The vit field accepts either a from-scratch ViT or a Hugging Face ViT:

model:
  type: vlm
  vit:
    type: vit
    img_size: 224
    hidden_dim: 1152
    inter_dim: 4304
    n_heads: 16
    n_layers: 27
    patch_size: 14
    projector_pixel_shuffle_factor: 1
model:
  type: vlm
  vit:
    type: vit_hf
    hf_pretrained: "google/siglip-so400m-patch14-384"
    hidden_dim: 1152
    projector_pixel_shuffle_factor: 2

Transformer Options

The transformer field accepts either a from-scratch or HF transformer:

model:
  type: vlm
  transformer:
    type: transformer
    hidden_dim: 2048
    n_layers: 18
    n_heads: 8
    vocab_size: 257216
model:
  type: vlm
  transformer:
    type: transformer_hf
    hf_pretrained: "Qwen/Qwen2.5-0.5B"

Shared Attribute Resolution

VLMParams automatically resolves several values during init_shared_attributes:

Attribute Source Behavior
processor DataParams.processor Inherited from data config if not set on the model.
image_token_id Processor or DataParams Resolved from the loaded processor's tokenizer.
transformer.vocab_size Processor's tokenizer length Overridden to match the actual tokenizer vocabulary if the default value is present.

Config Preset

# config_presets/models/vlm_3b.yaml
type: vlm
transformer:
  type: transformer
  hidden_dim: 2048
  n_layers: 18
  n_heads: 8
  max_seq_len: 2048
  vocab_size: 257216
  post_embed_norm: false
  weight_tying: false
vit: !include vit_paligemma.yaml

The PaliGemma-style ViT preset:

# config_presets/models/vit_paligemma.yaml
type: vit
img_size: 224
hidden_dim: 1152
inter_dim: 4304
n_heads: 16
n_layers: 27
patch_size: 14
projector_pixel_shuffle_factor: 1

Usage

torchrun --nproc_per_node=8 vla_foundry/main.py \
    --model "include vla_foundry/config_presets/models/vlm_3b.yaml" \
    --data.type image_caption \
    --data.processor "google/paligemma-3b-pt-224" \
    --data.dataset_manifest '["s3://path/to/manifest.jsonl"]' \
    --data.dataset_modality '["image_caption"]' \
    --data.dataset_weighting '[1.0]' \
    --total_train_samples 14_000_000

VLM HF (Hugging Face)

Type key: vlm_hf Source: vla_foundry/models/vlm_hf.py Params: VLMHFParams

Loads a complete pretrained VLM from Hugging Face (e.g., PaliGemma, Qwen-VL).
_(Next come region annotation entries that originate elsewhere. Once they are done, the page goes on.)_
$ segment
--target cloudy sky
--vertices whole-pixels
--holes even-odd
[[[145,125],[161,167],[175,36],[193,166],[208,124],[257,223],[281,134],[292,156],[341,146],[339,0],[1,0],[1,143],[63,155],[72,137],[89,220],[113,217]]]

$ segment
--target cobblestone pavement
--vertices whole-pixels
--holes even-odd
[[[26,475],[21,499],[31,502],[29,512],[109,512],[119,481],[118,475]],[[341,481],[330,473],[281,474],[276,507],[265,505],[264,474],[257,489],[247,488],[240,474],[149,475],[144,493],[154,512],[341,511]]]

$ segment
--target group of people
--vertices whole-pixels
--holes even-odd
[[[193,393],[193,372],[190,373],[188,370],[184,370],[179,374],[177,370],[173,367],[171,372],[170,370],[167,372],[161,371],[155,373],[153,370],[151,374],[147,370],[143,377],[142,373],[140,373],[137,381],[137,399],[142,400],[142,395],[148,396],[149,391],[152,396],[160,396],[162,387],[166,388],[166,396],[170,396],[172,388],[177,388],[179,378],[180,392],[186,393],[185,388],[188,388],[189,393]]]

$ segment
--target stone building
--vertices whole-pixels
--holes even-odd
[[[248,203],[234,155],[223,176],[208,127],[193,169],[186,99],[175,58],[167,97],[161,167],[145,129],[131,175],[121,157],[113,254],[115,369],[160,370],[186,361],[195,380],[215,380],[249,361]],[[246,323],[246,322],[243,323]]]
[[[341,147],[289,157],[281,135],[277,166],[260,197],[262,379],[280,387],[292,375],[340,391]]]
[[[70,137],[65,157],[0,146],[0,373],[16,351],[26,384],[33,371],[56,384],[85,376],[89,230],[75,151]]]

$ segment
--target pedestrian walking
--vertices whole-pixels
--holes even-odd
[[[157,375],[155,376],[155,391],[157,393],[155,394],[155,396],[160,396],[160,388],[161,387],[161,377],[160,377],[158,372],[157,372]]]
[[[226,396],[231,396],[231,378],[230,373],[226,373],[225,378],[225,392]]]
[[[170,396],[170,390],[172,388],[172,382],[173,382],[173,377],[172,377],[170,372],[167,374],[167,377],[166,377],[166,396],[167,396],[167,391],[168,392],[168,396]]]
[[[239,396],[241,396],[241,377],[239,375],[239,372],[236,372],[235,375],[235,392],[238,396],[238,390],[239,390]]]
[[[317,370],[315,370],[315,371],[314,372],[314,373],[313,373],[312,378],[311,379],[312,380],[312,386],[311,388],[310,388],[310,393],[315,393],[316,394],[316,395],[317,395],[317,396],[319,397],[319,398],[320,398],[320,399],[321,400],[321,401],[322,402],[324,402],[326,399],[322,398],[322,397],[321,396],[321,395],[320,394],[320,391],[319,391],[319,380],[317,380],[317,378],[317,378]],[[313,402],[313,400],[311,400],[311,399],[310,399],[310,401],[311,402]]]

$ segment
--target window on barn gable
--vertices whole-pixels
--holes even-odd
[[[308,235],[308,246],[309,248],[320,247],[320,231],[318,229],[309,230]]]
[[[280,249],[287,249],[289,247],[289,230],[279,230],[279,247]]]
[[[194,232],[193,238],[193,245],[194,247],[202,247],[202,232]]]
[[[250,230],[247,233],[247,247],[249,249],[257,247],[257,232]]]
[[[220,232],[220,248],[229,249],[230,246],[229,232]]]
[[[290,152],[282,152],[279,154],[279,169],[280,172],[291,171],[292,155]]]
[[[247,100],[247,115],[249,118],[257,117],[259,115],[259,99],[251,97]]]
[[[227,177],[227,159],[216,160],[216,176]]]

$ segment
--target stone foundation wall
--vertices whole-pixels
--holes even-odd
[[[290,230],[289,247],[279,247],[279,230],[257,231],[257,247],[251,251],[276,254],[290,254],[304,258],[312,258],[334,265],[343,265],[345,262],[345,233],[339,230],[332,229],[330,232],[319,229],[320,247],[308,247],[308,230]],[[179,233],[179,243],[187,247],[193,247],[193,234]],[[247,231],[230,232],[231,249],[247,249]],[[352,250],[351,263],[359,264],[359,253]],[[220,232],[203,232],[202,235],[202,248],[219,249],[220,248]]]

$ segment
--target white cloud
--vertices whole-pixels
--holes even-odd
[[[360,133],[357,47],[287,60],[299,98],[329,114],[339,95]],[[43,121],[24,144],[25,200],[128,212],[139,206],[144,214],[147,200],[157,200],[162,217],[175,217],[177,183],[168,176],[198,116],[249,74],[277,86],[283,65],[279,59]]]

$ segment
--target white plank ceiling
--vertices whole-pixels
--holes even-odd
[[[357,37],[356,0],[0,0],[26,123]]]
The full architecture --- ViT, projector, and language model --- is loaded as a single unit from the HF checkpoint.

Usage

model:
  type: vlm_hf
  hf_pretrained: "google/paligemma-3b-pt-224"
from vla_foundry.models import create_model
from vla_foundry.params.model_params import VLMHFParams

params = VLMHFParams(hf_pretrained="google/paligemma-3b-pt-224")
model = create_model(params)

Choosing Between Implementations

Consideration vlm vlm_hf
Component control Mix and match ViT + LLM independently Single HF checkpoint
ViT pretrained weights Load separately via ViTParams.pretrained Included in HF checkpoint
LLM pretrained weights Optional via TransformerHFParams sub-component Included in HF checkpoint
Custom architectures Full control over both components Limited to HF model architectures
Fine-tuning Freeze ViT or LLM independently Freeze entire model or nothing
Typical use case Research, custom VLMs, mixed pretraining Quick experiments with existing VLMs

PaliGemma 3B

The recommended starting point for VLM training is the vlm_3b preset, which uses a PaliGemma-style ViT (SigLIP architecture, 27 layers, 1152 hidden dim) paired with an 18-layer transformer decoder with 2048 hidden dim.